Pêcheries G.E.M éprouve des difficultés financières à Saint-Simon

SAINT-SIMON – L’entreprise Pêcheries G.E.M, à Saint-Simon, dans la Péninsule acadienne, est-elle au bord de la faillite?

L’usine de transformation de fruits de mer croule sous des dettes d’un peu plus de 7 millions $ et a été récemment placée sous la protection de la Loi sur la faillite et l’insolvabilité par la firme RaymondChabot.

Pêcheries G.E.M a 30 jours pour parvenir à une entente avec ses créanciers, souligne le syndic Stéphane Gauvin, responsable du dossier à Raymond Chabot inc.

«L’entreprise a trente jours dans un premier temps et elle peut obtenir une prolongation avec l’autorisation des tribunaux par la suite. Elle a jusqu’au 30 novembre.
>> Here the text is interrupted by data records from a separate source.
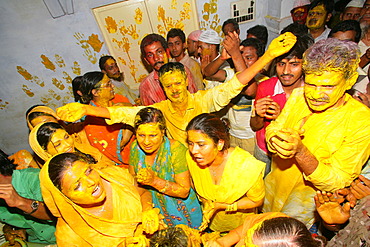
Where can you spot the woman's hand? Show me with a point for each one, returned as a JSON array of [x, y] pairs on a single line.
[[213, 243], [281, 45], [330, 210], [208, 211]]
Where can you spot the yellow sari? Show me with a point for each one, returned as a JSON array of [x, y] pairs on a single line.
[[82, 147], [242, 176], [78, 227]]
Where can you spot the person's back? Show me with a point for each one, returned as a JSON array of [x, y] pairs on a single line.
[[24, 186]]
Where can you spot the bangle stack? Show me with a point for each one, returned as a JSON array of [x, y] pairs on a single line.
[[232, 207], [165, 187]]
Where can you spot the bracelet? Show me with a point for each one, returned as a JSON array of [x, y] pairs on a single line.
[[232, 207], [34, 205], [165, 187]]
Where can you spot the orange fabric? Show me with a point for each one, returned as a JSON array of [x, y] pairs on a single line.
[[105, 137], [77, 227]]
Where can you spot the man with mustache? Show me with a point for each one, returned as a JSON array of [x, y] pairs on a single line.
[[299, 11], [109, 66], [182, 106], [321, 139], [155, 51], [273, 93], [319, 13]]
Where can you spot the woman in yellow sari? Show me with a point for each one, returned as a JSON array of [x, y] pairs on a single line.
[[48, 139], [229, 181], [94, 207]]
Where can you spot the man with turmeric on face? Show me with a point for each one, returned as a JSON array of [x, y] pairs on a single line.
[[321, 139], [319, 13]]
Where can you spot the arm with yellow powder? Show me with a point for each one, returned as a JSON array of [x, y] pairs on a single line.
[[117, 114], [328, 170]]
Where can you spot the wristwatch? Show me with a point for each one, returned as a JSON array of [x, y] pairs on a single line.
[[34, 205]]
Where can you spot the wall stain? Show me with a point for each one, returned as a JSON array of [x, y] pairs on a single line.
[[59, 61], [3, 104], [138, 16], [47, 63], [76, 69], [62, 82]]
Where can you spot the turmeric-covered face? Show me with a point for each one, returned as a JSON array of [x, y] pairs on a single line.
[[317, 17], [83, 185], [175, 86], [60, 142], [43, 119], [111, 69], [325, 91], [202, 148], [149, 137], [105, 89]]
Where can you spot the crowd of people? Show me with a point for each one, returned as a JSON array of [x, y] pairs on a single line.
[[231, 142]]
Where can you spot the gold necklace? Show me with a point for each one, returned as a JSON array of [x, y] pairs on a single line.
[[214, 171]]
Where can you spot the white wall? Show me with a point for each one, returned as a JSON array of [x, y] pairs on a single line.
[[28, 31]]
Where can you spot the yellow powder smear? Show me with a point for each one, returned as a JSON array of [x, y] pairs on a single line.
[[47, 63]]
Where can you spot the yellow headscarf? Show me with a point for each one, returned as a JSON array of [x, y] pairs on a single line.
[[78, 227], [83, 147], [43, 109]]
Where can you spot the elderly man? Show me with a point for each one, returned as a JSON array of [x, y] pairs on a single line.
[[182, 106], [109, 66], [321, 139], [319, 13], [352, 10]]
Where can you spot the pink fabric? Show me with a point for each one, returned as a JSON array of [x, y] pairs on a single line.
[[195, 35], [151, 90], [264, 89]]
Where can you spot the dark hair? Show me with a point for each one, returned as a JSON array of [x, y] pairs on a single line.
[[59, 163], [103, 60], [150, 115], [171, 66], [347, 25], [176, 32], [32, 107], [150, 39], [260, 32], [230, 21], [170, 237], [45, 132], [36, 114], [89, 81], [302, 44], [284, 231], [328, 5], [211, 125], [6, 166], [296, 29], [256, 44], [76, 84]]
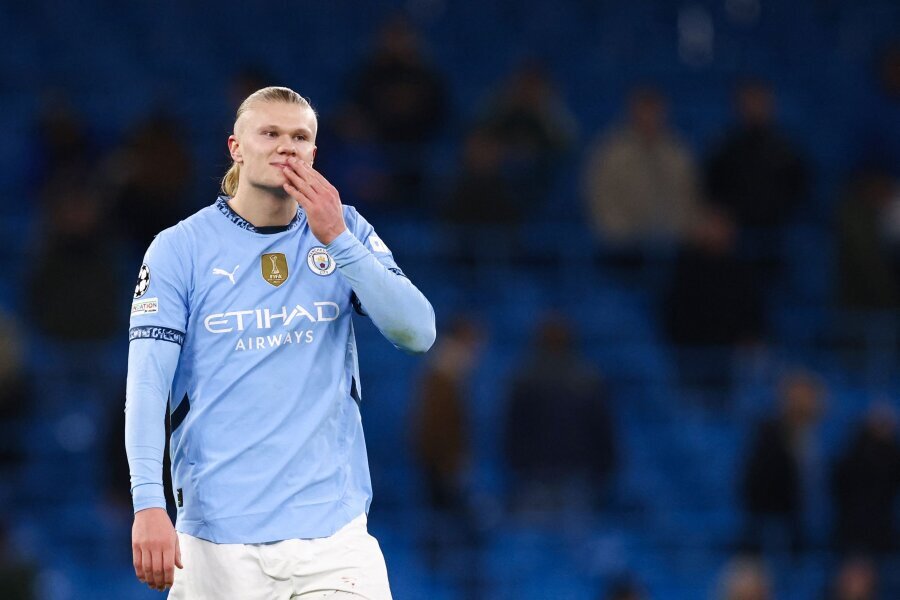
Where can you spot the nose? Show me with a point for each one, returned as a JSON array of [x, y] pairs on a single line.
[[287, 147]]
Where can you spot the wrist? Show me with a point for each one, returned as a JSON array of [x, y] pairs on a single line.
[[334, 234]]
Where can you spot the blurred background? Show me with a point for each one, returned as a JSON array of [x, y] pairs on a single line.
[[662, 239]]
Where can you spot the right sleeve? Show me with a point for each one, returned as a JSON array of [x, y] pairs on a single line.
[[159, 314], [151, 367]]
Pendant ce temps-là, les activités continuent et les créanciers ne peuvent pas entamer de procédure pour se faire payer. S’il n’y a pas d’arrangements avec les créanciers ou si ces derniers refusent l’offre, à ce moment-là, l’entreprise fait faillite», souligne Stéphane Gauvin.
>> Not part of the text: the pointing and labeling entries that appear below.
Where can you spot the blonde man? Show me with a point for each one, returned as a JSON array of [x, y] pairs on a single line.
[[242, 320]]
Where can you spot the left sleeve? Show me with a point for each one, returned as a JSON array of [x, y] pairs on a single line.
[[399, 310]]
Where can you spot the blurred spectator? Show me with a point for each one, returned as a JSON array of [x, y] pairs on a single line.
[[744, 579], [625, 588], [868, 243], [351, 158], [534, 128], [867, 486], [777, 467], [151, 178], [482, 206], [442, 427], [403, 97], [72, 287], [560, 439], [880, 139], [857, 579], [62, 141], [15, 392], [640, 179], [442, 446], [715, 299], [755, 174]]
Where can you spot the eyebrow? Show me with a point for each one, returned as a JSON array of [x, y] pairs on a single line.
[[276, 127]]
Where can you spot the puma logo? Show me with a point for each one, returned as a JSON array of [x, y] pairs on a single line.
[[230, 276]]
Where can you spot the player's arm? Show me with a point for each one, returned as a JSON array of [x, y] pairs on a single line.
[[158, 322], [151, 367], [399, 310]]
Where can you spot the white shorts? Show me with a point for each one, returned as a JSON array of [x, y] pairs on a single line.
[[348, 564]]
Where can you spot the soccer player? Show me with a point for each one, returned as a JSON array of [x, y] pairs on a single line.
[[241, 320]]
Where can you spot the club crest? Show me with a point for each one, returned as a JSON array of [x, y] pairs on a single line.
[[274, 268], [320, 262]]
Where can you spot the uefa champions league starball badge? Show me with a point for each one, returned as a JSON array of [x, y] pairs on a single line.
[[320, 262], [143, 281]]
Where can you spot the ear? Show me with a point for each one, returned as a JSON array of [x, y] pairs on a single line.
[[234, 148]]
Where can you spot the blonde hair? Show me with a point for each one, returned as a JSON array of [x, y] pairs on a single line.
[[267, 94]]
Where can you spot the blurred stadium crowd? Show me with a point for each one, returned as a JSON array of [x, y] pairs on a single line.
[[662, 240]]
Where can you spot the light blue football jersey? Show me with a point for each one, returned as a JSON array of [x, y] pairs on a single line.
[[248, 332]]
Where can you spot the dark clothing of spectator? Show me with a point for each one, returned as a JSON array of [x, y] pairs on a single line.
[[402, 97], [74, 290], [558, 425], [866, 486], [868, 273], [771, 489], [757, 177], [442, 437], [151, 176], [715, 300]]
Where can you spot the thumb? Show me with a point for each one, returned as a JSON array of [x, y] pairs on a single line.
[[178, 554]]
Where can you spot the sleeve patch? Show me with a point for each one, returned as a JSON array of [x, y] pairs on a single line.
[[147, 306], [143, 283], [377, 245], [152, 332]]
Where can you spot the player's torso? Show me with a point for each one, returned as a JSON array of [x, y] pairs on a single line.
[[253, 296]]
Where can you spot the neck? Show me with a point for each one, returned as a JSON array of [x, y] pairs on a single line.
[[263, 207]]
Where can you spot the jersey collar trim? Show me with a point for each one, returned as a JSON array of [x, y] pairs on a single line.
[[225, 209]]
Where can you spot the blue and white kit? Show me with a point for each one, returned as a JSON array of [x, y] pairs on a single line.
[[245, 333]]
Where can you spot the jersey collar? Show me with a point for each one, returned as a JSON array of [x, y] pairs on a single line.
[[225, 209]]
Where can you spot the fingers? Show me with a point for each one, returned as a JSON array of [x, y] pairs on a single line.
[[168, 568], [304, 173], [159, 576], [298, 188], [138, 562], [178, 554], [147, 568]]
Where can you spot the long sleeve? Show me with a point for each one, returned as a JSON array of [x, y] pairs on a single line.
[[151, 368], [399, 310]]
Le document du syndic, dont l’Acadie Nouvelle a obtenu une copie, révèle que Pêcheries G.E.M doit des sommes importantes à plusieurs créanciers.

Parmi les plus importantes figurent notamment la Caisse populaire de Shippagan (2 830 000 $) et la Banque de développement du Canada (1 988 141 $). L’entreprise doit aussi 842 066 $ à Pier 99 Products de Cap-Pelé, 116 757 à l’Institut de recherche sur les zones côtières à Shippagan, 87 138 $ aux Pêcheries de Chez Nous à Val-Comeau et 193 308 $ à la Corporation au bénéfice du développement communautaire.

Pêcheries G.E.M, qui compte de 125 à 200 employés, est l’une des rares usines de transformation de produits de la mer à fonctionner pendant au moins 10 mois par année dans la Péninsule acadienne. En plus de traiter le homard et le hareng, Pêcheries G.E.M est aussi l’une des seules usines de la province à transformer du concombre de mer. D’après un article publié sur Internet par la Banque de développement du Canada, elle génère des revenus d’environ 25 millions $ par année.

Bien que Pêcheries G.E.M exporte principalement aux États-Unis, elle tente aussi de percer sur le marché chinois. C’est d’ailleurs dans ce pays que se trouve à l’heure actuelle Roger Foulem, président de l’entreprise.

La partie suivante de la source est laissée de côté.